The Social Security Commission green lighted the accreditat­ion of the three mutual fund companies on July 12, 2017 while the approval of the release of the R3-billion fund in six installmen­ts was on June 20, 2018.

“SSS’ investment in domestic mutual funds was made with due diligence and prudence in line with the basic principles of safety, good yield and liquidity,” Dooc said.

“The deployment is also a statement of confidence in the Philippine financial market,” Dooc said.

“While the capital markets may be in its usual 3rd quarter weakness brought about by inflation concerns and global trade-war, and the longerterm view of at least two years, the SSS is confident that its deployment in the three mutual funds will be rewarding,” he added.

Under Republic Act 8282 or the Social Security Act of 1997, the pension fund is allowed to invest its reserve funds “in domestic or foreign mutual funds in existence for at least three years, provided, that such investment­s shall not exceed 20 percent of the IRF."

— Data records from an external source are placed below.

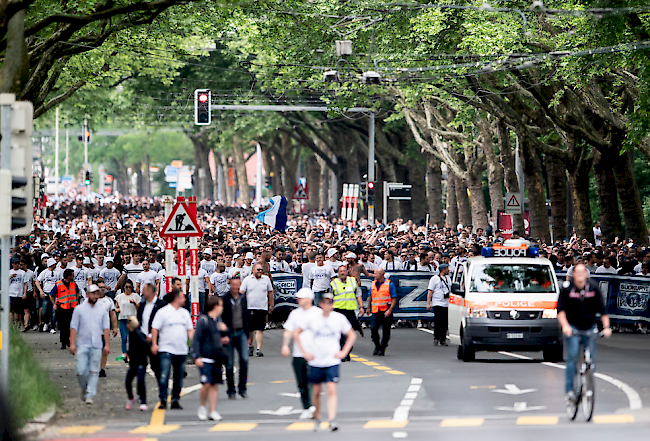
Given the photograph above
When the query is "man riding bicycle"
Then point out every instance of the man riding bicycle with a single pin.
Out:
(578, 305)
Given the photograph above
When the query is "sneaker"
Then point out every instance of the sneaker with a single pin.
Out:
(202, 413)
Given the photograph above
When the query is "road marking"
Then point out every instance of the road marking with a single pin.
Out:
(302, 426)
(80, 430)
(613, 419)
(537, 421)
(233, 427)
(462, 422)
(385, 424)
(632, 396)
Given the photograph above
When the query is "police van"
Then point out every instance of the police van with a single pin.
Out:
(505, 299)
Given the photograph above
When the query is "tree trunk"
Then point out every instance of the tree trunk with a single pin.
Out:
(628, 192)
(242, 176)
(538, 214)
(610, 216)
(557, 193)
(451, 220)
(434, 191)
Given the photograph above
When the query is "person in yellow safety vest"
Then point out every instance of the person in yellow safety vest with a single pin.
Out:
(347, 296)
(383, 298)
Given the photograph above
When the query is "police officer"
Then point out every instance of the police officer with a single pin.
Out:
(347, 296)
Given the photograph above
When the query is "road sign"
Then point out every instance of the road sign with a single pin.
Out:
(513, 203)
(300, 192)
(181, 223)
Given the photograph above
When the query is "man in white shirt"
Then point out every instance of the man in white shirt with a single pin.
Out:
(171, 329)
(258, 290)
(324, 354)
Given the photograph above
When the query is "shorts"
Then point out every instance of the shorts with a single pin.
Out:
(211, 373)
(257, 319)
(323, 375)
(16, 305)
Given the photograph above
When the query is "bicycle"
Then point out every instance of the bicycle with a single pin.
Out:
(583, 383)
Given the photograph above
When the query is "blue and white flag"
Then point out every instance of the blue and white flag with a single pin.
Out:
(276, 216)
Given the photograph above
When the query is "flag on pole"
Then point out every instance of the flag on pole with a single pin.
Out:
(276, 216)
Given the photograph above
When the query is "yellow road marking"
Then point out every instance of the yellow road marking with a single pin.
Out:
(80, 430)
(537, 421)
(385, 424)
(613, 419)
(462, 422)
(301, 426)
(233, 427)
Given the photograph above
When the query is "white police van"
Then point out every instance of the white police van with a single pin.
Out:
(505, 300)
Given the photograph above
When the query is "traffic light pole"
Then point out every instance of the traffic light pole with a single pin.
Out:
(6, 100)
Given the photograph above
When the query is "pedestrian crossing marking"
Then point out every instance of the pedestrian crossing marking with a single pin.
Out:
(385, 424)
(155, 430)
(80, 430)
(462, 422)
(301, 426)
(537, 421)
(233, 427)
(613, 419)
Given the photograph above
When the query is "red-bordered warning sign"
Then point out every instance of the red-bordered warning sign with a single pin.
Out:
(181, 223)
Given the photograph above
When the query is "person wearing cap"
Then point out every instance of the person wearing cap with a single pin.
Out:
(299, 318)
(438, 300)
(324, 354)
(383, 298)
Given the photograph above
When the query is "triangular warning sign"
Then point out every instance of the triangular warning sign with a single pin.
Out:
(181, 223)
(513, 202)
(300, 192)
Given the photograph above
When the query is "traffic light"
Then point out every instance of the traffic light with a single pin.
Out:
(16, 192)
(202, 114)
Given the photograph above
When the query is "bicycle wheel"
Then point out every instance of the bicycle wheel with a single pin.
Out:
(588, 394)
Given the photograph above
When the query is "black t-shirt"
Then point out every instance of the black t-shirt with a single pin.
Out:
(581, 306)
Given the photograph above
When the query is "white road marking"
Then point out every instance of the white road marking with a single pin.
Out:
(632, 396)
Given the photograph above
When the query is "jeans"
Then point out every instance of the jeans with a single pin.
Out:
(239, 343)
(88, 360)
(124, 333)
(573, 343)
(380, 319)
(168, 360)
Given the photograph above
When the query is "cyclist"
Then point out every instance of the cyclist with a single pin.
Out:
(578, 305)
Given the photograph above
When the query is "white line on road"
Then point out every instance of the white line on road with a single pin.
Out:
(632, 396)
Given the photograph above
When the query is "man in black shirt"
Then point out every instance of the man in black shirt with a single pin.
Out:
(578, 305)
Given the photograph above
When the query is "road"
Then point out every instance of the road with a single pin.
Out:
(416, 391)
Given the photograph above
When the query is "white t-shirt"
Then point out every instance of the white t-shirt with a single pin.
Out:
(326, 342)
(172, 325)
(300, 318)
(257, 291)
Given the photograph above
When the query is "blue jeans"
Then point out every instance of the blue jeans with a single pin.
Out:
(124, 333)
(88, 360)
(573, 344)
(239, 343)
(168, 360)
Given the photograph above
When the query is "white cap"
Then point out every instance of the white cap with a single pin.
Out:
(305, 293)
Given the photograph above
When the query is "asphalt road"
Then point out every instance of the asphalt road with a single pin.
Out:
(416, 391)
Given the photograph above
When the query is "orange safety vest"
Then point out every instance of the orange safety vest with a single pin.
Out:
(379, 298)
(66, 297)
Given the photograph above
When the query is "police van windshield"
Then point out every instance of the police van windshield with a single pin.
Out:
(512, 278)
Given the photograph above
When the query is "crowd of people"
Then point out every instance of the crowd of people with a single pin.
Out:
(89, 269)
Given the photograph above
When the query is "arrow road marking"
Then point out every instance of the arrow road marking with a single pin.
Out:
(512, 389)
(521, 407)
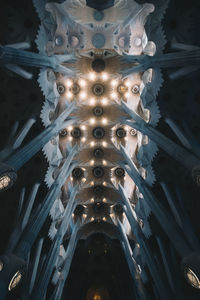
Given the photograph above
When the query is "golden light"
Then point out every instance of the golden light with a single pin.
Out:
(92, 163)
(69, 83)
(127, 83)
(114, 82)
(69, 95)
(92, 101)
(104, 76)
(83, 95)
(92, 144)
(92, 121)
(97, 297)
(92, 76)
(104, 162)
(1, 266)
(104, 121)
(82, 82)
(192, 278)
(15, 281)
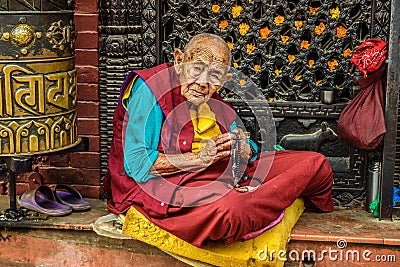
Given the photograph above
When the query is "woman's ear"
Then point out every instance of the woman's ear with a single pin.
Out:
(178, 59)
(228, 76)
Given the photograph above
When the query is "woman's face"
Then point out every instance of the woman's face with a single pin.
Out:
(203, 71)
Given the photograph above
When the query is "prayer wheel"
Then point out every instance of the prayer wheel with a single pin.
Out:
(37, 77)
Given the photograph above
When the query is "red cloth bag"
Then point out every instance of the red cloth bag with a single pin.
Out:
(362, 122)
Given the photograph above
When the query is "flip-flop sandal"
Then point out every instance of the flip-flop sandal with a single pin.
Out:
(42, 200)
(70, 197)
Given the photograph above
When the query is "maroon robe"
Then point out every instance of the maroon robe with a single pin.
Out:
(199, 206)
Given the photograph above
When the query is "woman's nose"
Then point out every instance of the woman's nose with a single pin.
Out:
(203, 79)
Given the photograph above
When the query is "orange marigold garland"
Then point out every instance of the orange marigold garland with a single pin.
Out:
(304, 44)
(341, 31)
(320, 28)
(215, 8)
(279, 20)
(223, 24)
(243, 28)
(264, 32)
(236, 10)
(333, 64)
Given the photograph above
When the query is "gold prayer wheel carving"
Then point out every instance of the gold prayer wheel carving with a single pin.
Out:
(22, 35)
(37, 83)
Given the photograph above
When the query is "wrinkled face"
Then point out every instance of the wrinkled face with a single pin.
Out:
(202, 70)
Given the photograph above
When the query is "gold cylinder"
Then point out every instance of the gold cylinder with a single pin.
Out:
(37, 82)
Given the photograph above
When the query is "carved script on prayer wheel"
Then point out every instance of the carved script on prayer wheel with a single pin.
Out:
(37, 77)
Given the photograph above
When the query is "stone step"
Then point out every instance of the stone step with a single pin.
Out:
(353, 237)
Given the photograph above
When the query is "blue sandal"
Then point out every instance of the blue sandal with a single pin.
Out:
(70, 197)
(43, 200)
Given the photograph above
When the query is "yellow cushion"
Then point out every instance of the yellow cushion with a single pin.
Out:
(252, 252)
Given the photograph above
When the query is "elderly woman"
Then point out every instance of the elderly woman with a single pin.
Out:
(177, 154)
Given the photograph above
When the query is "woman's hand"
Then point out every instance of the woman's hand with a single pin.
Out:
(216, 149)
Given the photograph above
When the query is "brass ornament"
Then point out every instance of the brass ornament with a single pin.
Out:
(60, 36)
(38, 85)
(22, 35)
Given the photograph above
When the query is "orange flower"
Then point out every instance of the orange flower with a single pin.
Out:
(313, 10)
(215, 8)
(333, 64)
(279, 19)
(284, 38)
(335, 12)
(341, 31)
(264, 32)
(320, 28)
(347, 52)
(223, 24)
(250, 48)
(298, 24)
(230, 45)
(236, 11)
(243, 28)
(304, 44)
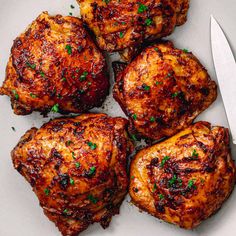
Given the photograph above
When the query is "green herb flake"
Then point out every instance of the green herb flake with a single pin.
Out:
(46, 191)
(69, 49)
(72, 182)
(164, 160)
(33, 95)
(142, 8)
(92, 199)
(154, 187)
(148, 22)
(42, 74)
(77, 164)
(121, 34)
(15, 94)
(32, 66)
(195, 154)
(92, 170)
(152, 119)
(55, 108)
(73, 155)
(83, 76)
(92, 146)
(134, 116)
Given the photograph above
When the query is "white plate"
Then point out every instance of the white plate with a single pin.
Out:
(20, 213)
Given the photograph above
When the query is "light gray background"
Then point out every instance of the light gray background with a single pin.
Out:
(20, 214)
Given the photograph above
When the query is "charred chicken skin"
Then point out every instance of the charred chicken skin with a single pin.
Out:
(55, 65)
(77, 168)
(124, 24)
(163, 90)
(186, 178)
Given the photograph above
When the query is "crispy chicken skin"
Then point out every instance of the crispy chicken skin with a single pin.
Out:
(77, 168)
(163, 90)
(186, 178)
(124, 24)
(55, 62)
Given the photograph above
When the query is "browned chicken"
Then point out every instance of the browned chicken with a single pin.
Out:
(186, 178)
(125, 24)
(54, 65)
(163, 90)
(77, 168)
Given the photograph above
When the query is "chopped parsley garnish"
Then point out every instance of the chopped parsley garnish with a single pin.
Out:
(121, 34)
(69, 49)
(46, 191)
(32, 66)
(164, 160)
(134, 116)
(142, 8)
(173, 180)
(55, 108)
(83, 76)
(148, 22)
(15, 94)
(42, 74)
(68, 142)
(73, 155)
(195, 154)
(92, 199)
(152, 119)
(154, 187)
(191, 183)
(72, 182)
(93, 146)
(146, 87)
(77, 164)
(33, 95)
(92, 170)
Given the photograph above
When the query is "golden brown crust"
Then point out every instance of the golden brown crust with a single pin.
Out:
(186, 178)
(163, 90)
(55, 62)
(77, 168)
(119, 25)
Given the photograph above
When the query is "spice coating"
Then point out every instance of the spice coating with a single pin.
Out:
(77, 167)
(163, 90)
(186, 178)
(123, 24)
(55, 63)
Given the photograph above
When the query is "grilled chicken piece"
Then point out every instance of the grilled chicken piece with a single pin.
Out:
(55, 65)
(124, 24)
(163, 90)
(77, 168)
(186, 178)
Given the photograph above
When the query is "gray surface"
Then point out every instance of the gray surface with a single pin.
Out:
(20, 213)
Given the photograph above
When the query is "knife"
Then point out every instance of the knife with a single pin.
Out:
(225, 67)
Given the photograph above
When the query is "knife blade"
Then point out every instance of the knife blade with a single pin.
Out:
(225, 68)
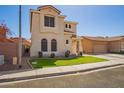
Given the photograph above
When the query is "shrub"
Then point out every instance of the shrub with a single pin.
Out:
(40, 54)
(67, 53)
(81, 53)
(52, 55)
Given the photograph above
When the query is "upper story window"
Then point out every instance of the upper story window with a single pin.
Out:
(67, 42)
(67, 26)
(49, 21)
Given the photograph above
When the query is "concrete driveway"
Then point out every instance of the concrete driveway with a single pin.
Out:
(108, 78)
(110, 56)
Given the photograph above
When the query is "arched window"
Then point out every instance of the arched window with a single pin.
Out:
(53, 45)
(66, 26)
(69, 26)
(43, 45)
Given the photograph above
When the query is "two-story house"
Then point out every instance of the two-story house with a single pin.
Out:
(50, 33)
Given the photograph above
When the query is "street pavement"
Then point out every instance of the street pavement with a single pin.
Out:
(107, 78)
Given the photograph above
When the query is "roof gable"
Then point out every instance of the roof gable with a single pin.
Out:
(49, 6)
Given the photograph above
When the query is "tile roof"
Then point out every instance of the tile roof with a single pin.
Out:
(99, 38)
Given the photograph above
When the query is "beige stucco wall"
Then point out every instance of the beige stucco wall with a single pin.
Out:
(39, 31)
(114, 46)
(87, 45)
(90, 46)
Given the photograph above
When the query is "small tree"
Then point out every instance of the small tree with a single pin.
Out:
(4, 30)
(67, 53)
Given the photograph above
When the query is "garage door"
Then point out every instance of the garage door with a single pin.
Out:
(122, 46)
(100, 49)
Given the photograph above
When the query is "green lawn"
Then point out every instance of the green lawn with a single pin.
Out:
(53, 62)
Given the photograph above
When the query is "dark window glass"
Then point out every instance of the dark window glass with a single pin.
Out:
(69, 26)
(66, 26)
(43, 45)
(49, 21)
(46, 21)
(53, 45)
(67, 42)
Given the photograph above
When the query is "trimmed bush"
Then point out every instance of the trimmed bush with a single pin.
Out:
(52, 55)
(40, 54)
(67, 53)
(81, 53)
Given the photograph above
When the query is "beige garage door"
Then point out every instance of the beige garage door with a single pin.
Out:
(122, 46)
(100, 49)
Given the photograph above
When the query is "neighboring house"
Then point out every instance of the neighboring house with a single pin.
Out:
(7, 47)
(96, 45)
(50, 33)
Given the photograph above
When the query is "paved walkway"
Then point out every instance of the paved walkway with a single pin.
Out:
(64, 69)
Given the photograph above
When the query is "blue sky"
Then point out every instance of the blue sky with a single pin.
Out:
(93, 20)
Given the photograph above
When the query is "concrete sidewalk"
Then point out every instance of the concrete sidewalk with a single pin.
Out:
(59, 70)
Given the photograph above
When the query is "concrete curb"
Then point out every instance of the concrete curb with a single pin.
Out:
(56, 74)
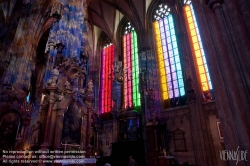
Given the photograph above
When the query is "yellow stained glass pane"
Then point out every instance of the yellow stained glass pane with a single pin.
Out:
(193, 32)
(201, 69)
(188, 13)
(195, 39)
(204, 86)
(203, 78)
(164, 87)
(191, 26)
(165, 95)
(199, 61)
(196, 46)
(198, 54)
(190, 20)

The law also stated that investment­s in foreign mutual funds shall not exceed one percent of the IRF in the first year, which shall be increased by one percent for each succeeding year, but in no case shall it exceed 7.5 percent of the IRF.

SSS’ investment reserve fund as of end-March 2018 period stood at R498.633 billion wherein bulk of it or 41 percent is invested in government securities, 22 percent in equities, 17 percent in loans to members, 7 percent in bank deposits and corporate notes and bonds, and 6 percent in real estate.

Moreover, the SSS will soon start the bidding for outsourcin­g of nine local fund managers who will each manage R1-billion fund.

“Results will be published within 90 days after opening of bids. The winning bidders will be given notices to proceed after the procuremen­t process is completed,” Dooc concluded.